Correct notation for random variable with probability distribution For a scientific publication I am documenting the algorithm of my computer model. The model uses the Monte Carlo method and has some random variables input. Now I would like to document that correctly.
So for instance variable $a$ is determined by multiplying variable $b$ with a random number $X$, which is drawn from a log-normal probability density function. My guess for a notation would be as follows:
$a_{i} = b_{i} \cdot X_{i},
\quad
X_{i} \sim \ln \mathcal{N}(\mu_{i}, \sigma_{i}^{2})$
But I ask myself:


*

*Is this $\LaTeX$ notation correct (use of comma, \quad, $\ln\mathcal{N}$) as an equation in a publication?

*What is a typical random variable symbol? $X$ seems to be quite common.

*How can I document other distributions, such as Weibull, log-logistic, discrete uniform?

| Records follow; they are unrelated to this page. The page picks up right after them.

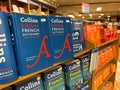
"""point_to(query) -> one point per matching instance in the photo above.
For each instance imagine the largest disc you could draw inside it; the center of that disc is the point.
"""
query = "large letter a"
(66, 45)
(43, 50)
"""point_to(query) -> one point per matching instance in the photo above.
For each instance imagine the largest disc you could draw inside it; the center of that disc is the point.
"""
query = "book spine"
(13, 31)
(8, 70)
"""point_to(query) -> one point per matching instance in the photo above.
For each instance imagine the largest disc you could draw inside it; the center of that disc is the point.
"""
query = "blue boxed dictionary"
(60, 34)
(33, 83)
(32, 43)
(54, 79)
(8, 70)
(73, 75)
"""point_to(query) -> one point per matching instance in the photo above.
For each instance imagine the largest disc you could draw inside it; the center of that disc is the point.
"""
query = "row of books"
(99, 35)
(68, 76)
(37, 42)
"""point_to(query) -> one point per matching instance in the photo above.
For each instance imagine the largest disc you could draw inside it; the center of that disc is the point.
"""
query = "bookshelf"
(89, 47)
(21, 78)
(34, 7)
(111, 77)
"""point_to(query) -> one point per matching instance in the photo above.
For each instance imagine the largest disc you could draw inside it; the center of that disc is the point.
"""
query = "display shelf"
(105, 81)
(89, 45)
(103, 45)
(21, 78)
(106, 43)
(101, 68)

 A: There do not seem to be standard abbreviations for various distributions. Just be sure to write the name out fully before starting to use an abbreviation. 
Also for normal be sure to say whether you are using SD $\sigma$ or variance $\sigma^2$ for a dispersion parameter, and for exponential distribution whether you are using mean $\mu$ or rate $\lambda$ for the parameter. 
In the US is it common to use capital Latin letters near the end of the alphabet $U, V, W, X,$ etc. for random variables, small Greek letters for parameters of distributions (as above), small Latin letters for constants, and boldface for vectors and matrices. But there are many exceptions.
Various sub-disciplines have
their own considerable variations. 
It is possible that a journal will enforce
a particular style. (Maybe it's best to look at several published
papers in target journals to see what is common usage there.
Or at published submission guidelines for authors.) 
I would not be surprised to see Answers or Comments here with a variety of different opinions.